子供たちが、笑顔で走ってくる。王が上げた右手に子供たちがタッチをして、本塁へと向かっていく。その「野球をやる喜び」を、子供たちに感じてもらいたい。
野球人口の減少という課題
その“草の根活動”に、王が精力的に取り組むのは、取り沙汰されている「野球人口の減少」という喫緊の課題が、大きな要因にもなっている。
運動神経のいい男の子は、こぞって「野球」をやるというのが、それこそ昭和時代であれば、半ば当たり前の風潮でもあった。しかし、今やサッカー、バスケットボール、ラグビーや卓球など「子供たちがやるスポーツを選べる時代ですよ」と王は強調する。

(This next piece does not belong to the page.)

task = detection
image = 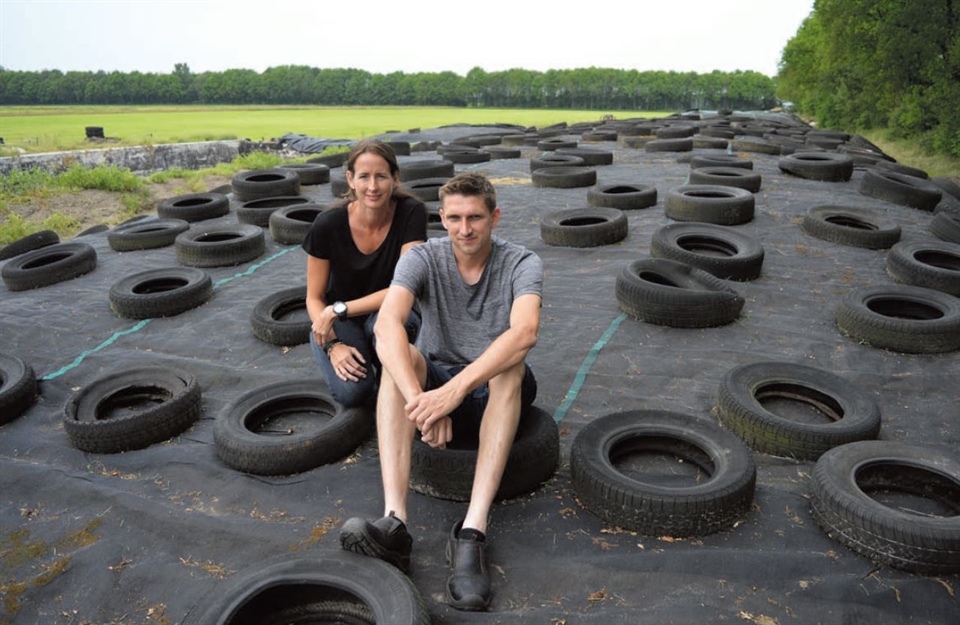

少子化という社会問題に加え、こうしたスポーツや趣味の多様化も大きく影響しているのだろう。日本高校野球連盟の発表によると、2025年5月末現在、高校の硬式野球部の加盟校は20年連続減少となる3768校で、2005年(平成17年)のピーク時だった4253校から20年で500近く減少。さらに部員数も11年連続減少の12万5381人と、こちらもピーク時の2014年(平成26年)の17万312人から約4万5000人減で、全国でも36道県で部員数が減少したという、衝撃的な数字がずらりと並んでいる。